誉編 日々 その2

他の群れとの小競合いが生じ、ほまれの群れ全体にも緊張が広がっていた。


しかしほまれは慌てることなく、かつ引き締まった表情で現場へと急ぐ。


ボスに就任してからはまだ日は浅いものの、これまでにも散々対処してきたことだけに、ある意味ではあいつにとっての<日常>と言っても差しつかえないだろう。


とは言え、本当に些細なものであればボスであるほまれまで出る必要はないので、今回はそれが必要なことだと、哨戒に出ていた若い雄の小集団のリーダーは判断したのだろう。


それに応じ、ほまれはボスとしての役目を果たそうとしているのだ。


あおはボスであるほまれをサポートするために同行しているのだと思われる。


しずかは高齢だし、みことは子供達から目を離すわけにはいかないので、待機だ。ちなみに、ほまれの息子のたもつもすでに立派な<成体おとなだが、今回は別の小集団を率いて哨戒に出ていていない。


そうしてほまれが駆け付けると、そこには向こうのボスの姿もあった。


双方のボスが駆け付けたことで、さらに緊張感が高まる。


共に若い雄が前に出てなおも牽制が続く。


その後ろでほまれと相手のボスが睨み合う。


これまでにも何度か顔を合わせているものの、ほまれがボスになってからは初めてのはずだった。
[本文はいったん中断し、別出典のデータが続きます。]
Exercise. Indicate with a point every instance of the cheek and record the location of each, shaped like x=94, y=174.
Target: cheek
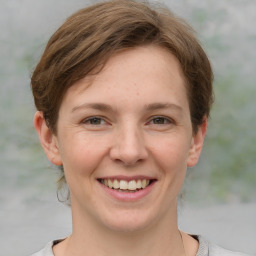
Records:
x=172, y=153
x=81, y=155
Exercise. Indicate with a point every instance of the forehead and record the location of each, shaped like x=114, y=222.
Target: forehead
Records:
x=146, y=59
x=146, y=72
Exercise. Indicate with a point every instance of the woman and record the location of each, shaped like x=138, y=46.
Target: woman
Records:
x=123, y=93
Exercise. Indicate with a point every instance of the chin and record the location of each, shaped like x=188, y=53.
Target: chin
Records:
x=129, y=221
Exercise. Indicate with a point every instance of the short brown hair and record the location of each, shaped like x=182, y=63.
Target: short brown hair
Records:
x=92, y=35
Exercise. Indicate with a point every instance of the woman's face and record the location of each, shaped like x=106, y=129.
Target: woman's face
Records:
x=128, y=127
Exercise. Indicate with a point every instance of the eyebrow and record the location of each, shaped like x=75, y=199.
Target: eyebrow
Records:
x=97, y=106
x=108, y=108
x=157, y=106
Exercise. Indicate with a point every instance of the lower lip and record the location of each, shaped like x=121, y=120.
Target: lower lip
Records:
x=128, y=196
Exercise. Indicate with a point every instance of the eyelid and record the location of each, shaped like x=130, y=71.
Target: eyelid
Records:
x=170, y=120
x=86, y=120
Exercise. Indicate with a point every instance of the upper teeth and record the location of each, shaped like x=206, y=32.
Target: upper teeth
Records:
x=125, y=185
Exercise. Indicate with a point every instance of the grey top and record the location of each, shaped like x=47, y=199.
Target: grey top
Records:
x=205, y=249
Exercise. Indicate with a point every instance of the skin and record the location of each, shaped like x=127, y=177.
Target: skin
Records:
x=131, y=119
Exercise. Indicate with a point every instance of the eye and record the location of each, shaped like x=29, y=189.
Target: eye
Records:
x=160, y=120
x=94, y=121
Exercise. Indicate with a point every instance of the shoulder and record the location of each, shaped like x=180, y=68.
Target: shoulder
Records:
x=47, y=250
x=216, y=250
x=208, y=249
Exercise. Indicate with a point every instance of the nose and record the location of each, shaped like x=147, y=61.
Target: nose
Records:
x=128, y=147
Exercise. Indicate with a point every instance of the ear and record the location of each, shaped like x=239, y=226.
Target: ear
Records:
x=48, y=140
x=197, y=144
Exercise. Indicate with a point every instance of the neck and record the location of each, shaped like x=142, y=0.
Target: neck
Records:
x=88, y=236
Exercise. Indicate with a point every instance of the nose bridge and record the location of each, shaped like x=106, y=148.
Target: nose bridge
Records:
x=129, y=145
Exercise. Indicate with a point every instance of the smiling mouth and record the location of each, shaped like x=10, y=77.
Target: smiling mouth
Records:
x=126, y=186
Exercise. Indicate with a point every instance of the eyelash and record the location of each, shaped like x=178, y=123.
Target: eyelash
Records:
x=165, y=120
x=89, y=120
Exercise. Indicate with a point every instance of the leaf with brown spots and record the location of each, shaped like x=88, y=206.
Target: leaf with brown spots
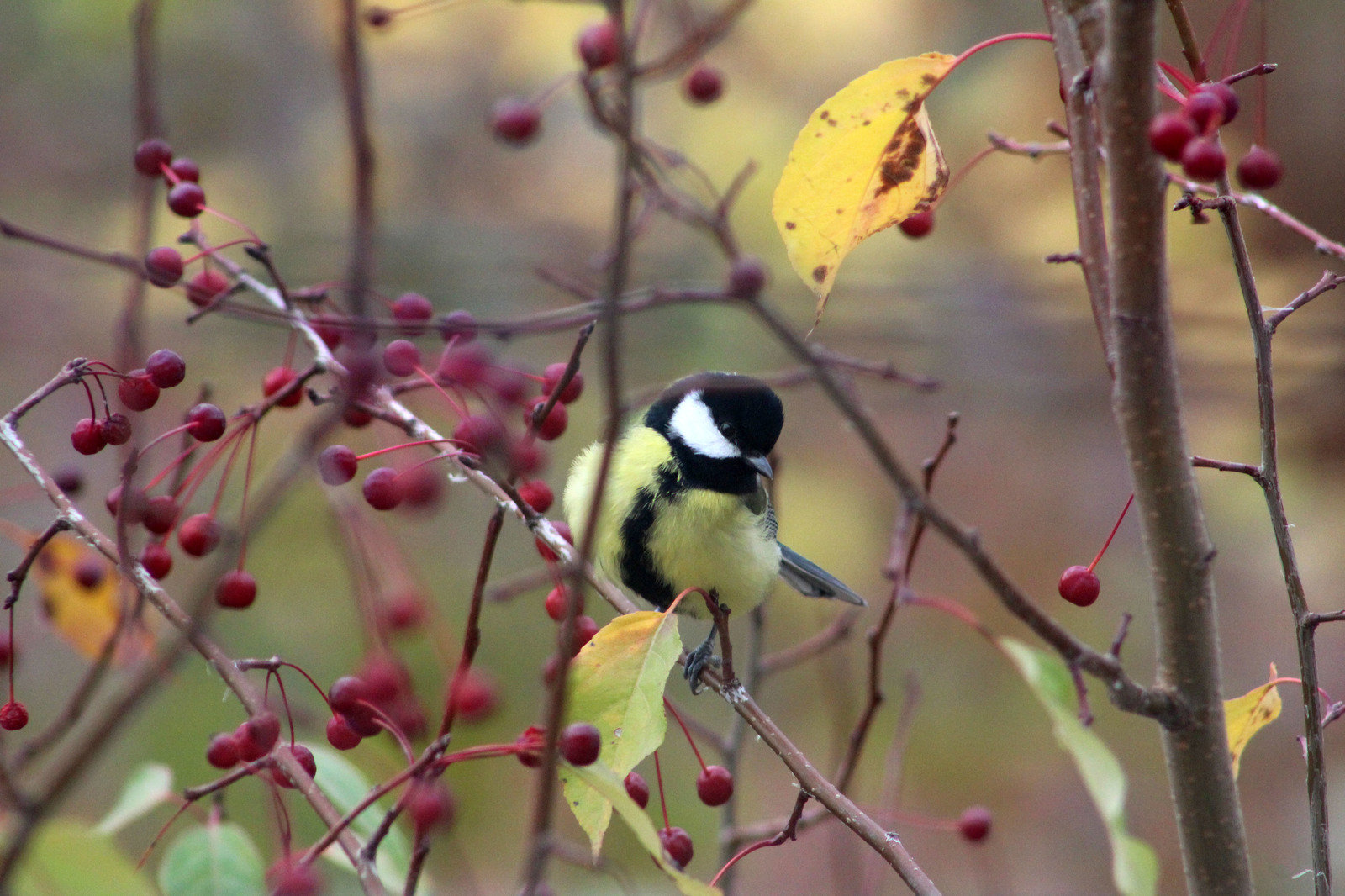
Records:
x=865, y=161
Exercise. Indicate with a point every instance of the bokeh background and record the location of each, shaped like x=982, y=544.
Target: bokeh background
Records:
x=249, y=89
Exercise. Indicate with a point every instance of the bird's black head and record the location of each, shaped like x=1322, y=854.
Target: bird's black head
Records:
x=721, y=427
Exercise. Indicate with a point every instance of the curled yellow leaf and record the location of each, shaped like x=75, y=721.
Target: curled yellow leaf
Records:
x=867, y=159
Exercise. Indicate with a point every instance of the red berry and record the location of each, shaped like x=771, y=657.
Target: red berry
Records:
x=551, y=376
x=199, y=535
x=704, y=84
x=187, y=199
x=1079, y=586
x=1203, y=159
x=515, y=121
x=974, y=824
x=13, y=716
x=186, y=168
x=430, y=804
x=1205, y=109
x=401, y=358
x=206, y=423
x=715, y=784
x=205, y=287
x=338, y=465
x=553, y=425
x=222, y=751
x=156, y=560
x=166, y=369
x=87, y=437
x=340, y=735
x=677, y=844
x=918, y=225
x=116, y=428
x=1169, y=134
x=163, y=266
x=746, y=277
x=537, y=494
x=1259, y=168
x=138, y=390
x=382, y=488
x=276, y=381
x=638, y=788
x=151, y=155
x=599, y=45
x=580, y=743
x=237, y=589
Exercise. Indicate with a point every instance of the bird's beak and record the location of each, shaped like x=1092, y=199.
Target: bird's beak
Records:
x=760, y=465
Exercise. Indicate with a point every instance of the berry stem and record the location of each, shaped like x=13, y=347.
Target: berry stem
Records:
x=1107, y=544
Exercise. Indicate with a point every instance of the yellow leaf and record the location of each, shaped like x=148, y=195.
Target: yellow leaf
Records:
x=865, y=161
x=1247, y=714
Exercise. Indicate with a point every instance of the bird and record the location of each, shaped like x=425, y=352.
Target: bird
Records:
x=685, y=503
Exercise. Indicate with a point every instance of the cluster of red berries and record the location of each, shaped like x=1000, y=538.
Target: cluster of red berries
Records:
x=1189, y=136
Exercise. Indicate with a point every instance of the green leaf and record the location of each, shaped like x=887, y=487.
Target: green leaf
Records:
x=148, y=786
x=69, y=858
x=616, y=683
x=217, y=858
x=1134, y=867
x=611, y=786
x=346, y=786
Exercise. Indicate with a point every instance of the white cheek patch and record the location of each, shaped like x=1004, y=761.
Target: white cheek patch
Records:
x=694, y=425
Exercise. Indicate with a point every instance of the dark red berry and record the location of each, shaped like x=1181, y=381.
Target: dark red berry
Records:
x=205, y=287
x=382, y=488
x=206, y=423
x=715, y=784
x=151, y=155
x=638, y=788
x=918, y=225
x=166, y=367
x=515, y=121
x=116, y=428
x=338, y=465
x=340, y=735
x=677, y=844
x=237, y=589
x=199, y=535
x=1079, y=586
x=163, y=266
x=222, y=751
x=1261, y=168
x=974, y=824
x=1169, y=134
x=156, y=560
x=187, y=199
x=401, y=358
x=580, y=743
x=704, y=84
x=87, y=437
x=746, y=277
x=138, y=390
x=186, y=168
x=537, y=494
x=599, y=45
x=1203, y=159
x=276, y=381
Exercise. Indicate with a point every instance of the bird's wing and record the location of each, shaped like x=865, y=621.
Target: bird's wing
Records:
x=813, y=580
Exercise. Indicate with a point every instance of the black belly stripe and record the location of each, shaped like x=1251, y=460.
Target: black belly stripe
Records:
x=638, y=571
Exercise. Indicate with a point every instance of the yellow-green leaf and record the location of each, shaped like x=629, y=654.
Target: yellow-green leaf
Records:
x=865, y=161
x=1134, y=865
x=609, y=786
x=616, y=683
x=1247, y=714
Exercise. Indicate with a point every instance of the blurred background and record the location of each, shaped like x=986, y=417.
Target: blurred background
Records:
x=249, y=91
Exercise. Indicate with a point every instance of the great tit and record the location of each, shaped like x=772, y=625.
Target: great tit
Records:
x=685, y=503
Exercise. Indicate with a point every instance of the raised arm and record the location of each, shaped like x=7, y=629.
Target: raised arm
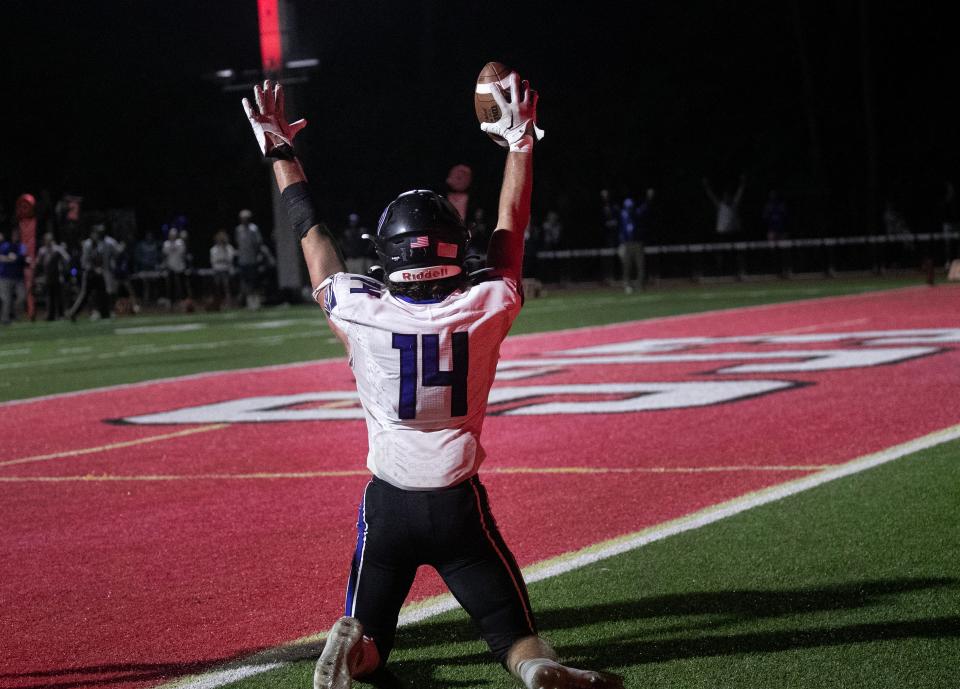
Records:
x=518, y=126
x=275, y=136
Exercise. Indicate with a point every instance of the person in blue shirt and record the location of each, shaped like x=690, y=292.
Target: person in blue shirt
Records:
x=13, y=260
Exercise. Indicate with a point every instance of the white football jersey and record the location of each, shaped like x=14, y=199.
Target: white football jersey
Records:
x=424, y=372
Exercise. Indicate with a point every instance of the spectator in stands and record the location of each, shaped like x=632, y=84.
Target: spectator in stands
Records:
x=52, y=260
x=252, y=254
x=610, y=224
x=728, y=225
x=727, y=207
x=222, y=259
x=630, y=249
x=13, y=261
x=175, y=266
x=97, y=259
x=356, y=249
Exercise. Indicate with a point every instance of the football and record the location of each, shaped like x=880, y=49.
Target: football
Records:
x=483, y=102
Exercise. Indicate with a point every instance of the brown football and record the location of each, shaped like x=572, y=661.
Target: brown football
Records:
x=483, y=102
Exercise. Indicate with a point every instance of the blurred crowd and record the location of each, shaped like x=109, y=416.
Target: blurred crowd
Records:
x=58, y=260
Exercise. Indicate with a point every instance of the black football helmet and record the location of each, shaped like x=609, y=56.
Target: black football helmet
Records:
x=420, y=237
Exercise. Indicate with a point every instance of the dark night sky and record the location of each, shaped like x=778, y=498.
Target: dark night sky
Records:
x=107, y=100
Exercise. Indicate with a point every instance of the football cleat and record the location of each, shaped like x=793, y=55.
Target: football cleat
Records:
x=333, y=668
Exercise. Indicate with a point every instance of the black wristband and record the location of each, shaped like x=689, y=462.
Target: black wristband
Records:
x=301, y=212
x=281, y=152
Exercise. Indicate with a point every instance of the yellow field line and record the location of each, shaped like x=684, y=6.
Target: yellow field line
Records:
x=334, y=473
x=113, y=446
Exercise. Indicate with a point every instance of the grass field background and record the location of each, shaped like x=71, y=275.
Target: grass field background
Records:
x=854, y=584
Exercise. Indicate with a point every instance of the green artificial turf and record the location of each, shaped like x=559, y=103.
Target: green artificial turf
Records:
x=854, y=584
x=45, y=358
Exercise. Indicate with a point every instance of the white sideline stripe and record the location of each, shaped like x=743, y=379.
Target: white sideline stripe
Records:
x=222, y=677
x=617, y=546
x=608, y=326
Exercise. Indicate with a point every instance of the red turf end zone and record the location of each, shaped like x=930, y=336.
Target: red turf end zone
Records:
x=139, y=552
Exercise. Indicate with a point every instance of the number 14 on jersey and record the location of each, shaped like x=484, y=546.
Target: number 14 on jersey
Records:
x=431, y=376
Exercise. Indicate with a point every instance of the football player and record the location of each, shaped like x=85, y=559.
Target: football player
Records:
x=423, y=345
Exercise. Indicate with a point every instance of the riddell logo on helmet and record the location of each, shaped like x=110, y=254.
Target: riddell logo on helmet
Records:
x=426, y=274
x=423, y=274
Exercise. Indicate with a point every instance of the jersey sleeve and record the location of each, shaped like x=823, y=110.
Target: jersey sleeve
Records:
x=342, y=293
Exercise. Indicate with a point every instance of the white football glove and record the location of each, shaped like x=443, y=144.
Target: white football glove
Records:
x=269, y=122
x=518, y=120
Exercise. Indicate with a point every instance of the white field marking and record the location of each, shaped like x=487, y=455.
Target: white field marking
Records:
x=144, y=349
x=819, y=326
x=268, y=325
x=578, y=559
x=559, y=333
x=112, y=446
x=340, y=473
x=151, y=329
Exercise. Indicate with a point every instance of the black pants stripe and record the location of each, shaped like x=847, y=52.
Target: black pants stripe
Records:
x=452, y=530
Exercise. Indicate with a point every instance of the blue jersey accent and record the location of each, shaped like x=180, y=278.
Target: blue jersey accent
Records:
x=410, y=300
x=407, y=344
x=456, y=378
x=357, y=556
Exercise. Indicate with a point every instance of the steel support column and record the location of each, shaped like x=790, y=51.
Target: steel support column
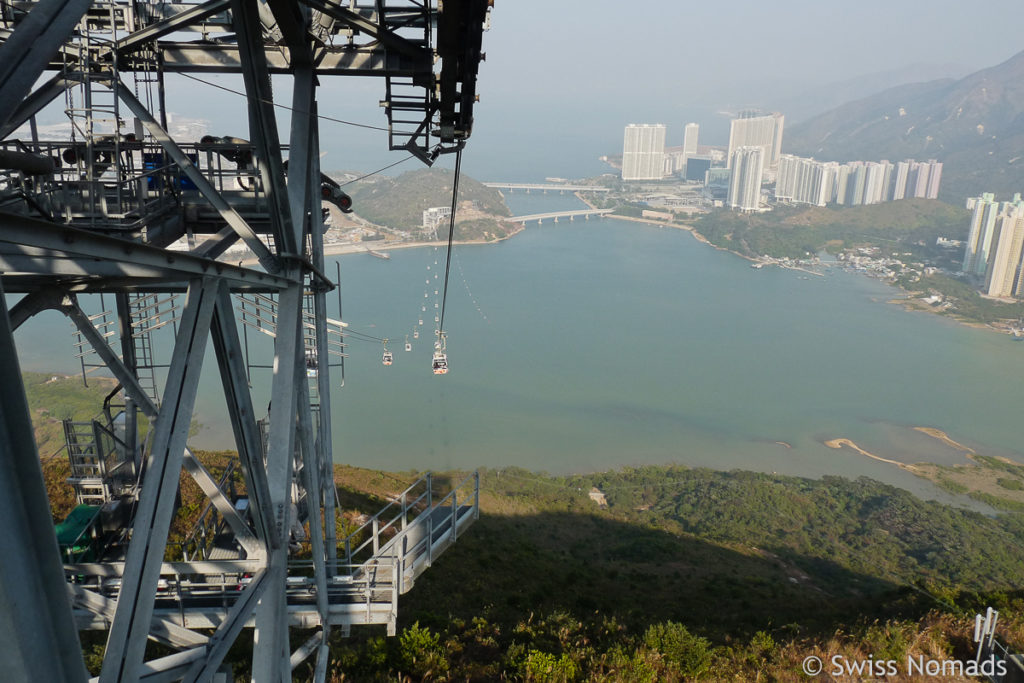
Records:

すると、相手のボスがほまれの姿を見た途端に、明らかに嘲るような表情になる。ボスとしては若いほまれを見くびっているのだろう。


だからか、自分の群れの若い雄を押し退けて前へと出てきた。ボス同士の一騎討ち望んでいるのだ。自分の手で早々に決着をつけようと考えているかも知れない。


それを受け、ほまれも前へと出る。


あいつにしてみればまさに望むところだっただろうな。だから一気呵成に奔った。


自分を舐めているうちに決めてしまおうということだろう。


若気の至りとばかりに前に出てくるほまれの姿に、向こうのボスはますます馬鹿にするような表情になった。向こう見ずで無鉄砲な未熟者と侮っているらしい。


だが、それこそがほまれの狙いだった。


掴みかかってきたボスの腕を取り、体をひねりながらわざと一緒に地面へと落ちていく。


「あいっ!?」


思わぬ攻撃に、相手が素っ頓狂な声を上げた。そして咄嗟に逃れようと足で枝に掴まる。


が、そうしたことで逆にほまれに取られた腕が余計に極まる形になり、


「ぎーっっ!!」


と悲鳴を上げた。


正直、かなり情けない感じの悲鳴だっただろう。ボスとしては、な。


勝負はその時点で決していた。腕を痛めた相手のボスは戦意を失い、一応、戦おうとはしているらしいが、はっきり言って逃げ腰だった。そのボスも、決して弱いボスではなかったはずなのだが、メイフェアに戦い方もみっちりと仕込まれたほまれを侮ったことで墓穴を掘ってしまった感じか。


彼にまんまとしてやられたという訳だ。